In Q4 the combined revenue of the world’s top ten foundries were up 2.6% QoQ to nearly $46.3 billion.
TSMC saw slightly lower wafer shipments in 4Q25, but 3nm smartphone wafers lifted ASP delivering a 2% QoQ revenue rise to $33.7 billion for a 70.4% market share.

Samsung Foundry (excluding System LSI) recorded 6.7% QoQ revenue growth to reach nearly $3.4 billion in 4Q25. Revenue was supported by shipments of new 2nm products, as well as the production of logic dies used in Samsung’s HBM4 memory. These contributions helped offset a slight decline in overall fab utilization. Samsung not only returned to profitability but also increased its market share from 6.8% to 7.1% to maintain second place.
SMIC ranked third as the company continued to benefit from localization demand.

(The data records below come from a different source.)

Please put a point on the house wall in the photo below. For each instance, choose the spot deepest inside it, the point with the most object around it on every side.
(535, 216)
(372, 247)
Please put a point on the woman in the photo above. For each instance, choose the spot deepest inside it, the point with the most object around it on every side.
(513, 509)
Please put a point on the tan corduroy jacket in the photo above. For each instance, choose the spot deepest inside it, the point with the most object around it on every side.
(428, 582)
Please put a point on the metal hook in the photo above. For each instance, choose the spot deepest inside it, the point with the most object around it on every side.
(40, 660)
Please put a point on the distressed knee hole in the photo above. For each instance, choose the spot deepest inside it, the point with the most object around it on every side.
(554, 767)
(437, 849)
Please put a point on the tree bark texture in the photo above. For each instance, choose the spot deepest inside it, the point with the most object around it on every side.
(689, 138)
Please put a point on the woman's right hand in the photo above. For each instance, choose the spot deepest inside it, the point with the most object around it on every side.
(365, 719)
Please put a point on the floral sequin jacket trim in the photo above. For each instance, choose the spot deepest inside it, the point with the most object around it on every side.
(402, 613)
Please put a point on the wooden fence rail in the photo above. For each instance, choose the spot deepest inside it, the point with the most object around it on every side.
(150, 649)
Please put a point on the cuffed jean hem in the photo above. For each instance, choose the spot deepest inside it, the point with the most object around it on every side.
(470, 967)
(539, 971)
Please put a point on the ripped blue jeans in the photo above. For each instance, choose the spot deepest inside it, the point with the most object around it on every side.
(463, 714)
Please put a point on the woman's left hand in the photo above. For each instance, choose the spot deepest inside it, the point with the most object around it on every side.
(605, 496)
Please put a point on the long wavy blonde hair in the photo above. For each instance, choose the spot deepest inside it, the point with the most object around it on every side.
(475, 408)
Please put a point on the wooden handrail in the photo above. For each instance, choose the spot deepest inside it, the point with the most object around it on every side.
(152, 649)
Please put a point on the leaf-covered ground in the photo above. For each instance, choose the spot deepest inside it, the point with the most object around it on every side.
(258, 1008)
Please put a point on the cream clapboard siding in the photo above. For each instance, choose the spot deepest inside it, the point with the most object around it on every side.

Revenue rose 4.5% QoQ to almost $2.49 billion, with growth driven by higher wafer shipments, slightly improved ASP, and additional photomask shipments toward the end of the year.
UMC remained fourth and revenue increased 0.9% QoQ to around $2 billion.
GlobalFoundries ranked fifth as wafer shipments and ASP improved, driving 8.4% QoQ revenue growth to $1.8 billion.
HuaHong Group ranked sixth. At its subsidiary HHGrace, demand for MCUs and PMICs lifted revenue 3.9% QoQ in 4Q25. After consolidating revenue from HLMC, HuaHong Group reported total revenue of approximately $1.22 billion, up 0.1% QoQ.

Tower’s semiconductor revenue rise 11.1% QoQ to $440 million, pushing the company ahead of Vanguard and Nexchip to take seventh place.
Vanguard ranked eighth, with revenue declining 1.6% QoQ to $406 million.
Nexchip claimed the ninth position, reporting a 5.3% QoQ drop in revenue to $388 million.
Finally, PSMC finished in tenth place with quarterly revenue rising 2% QoQ to approximately $370 million.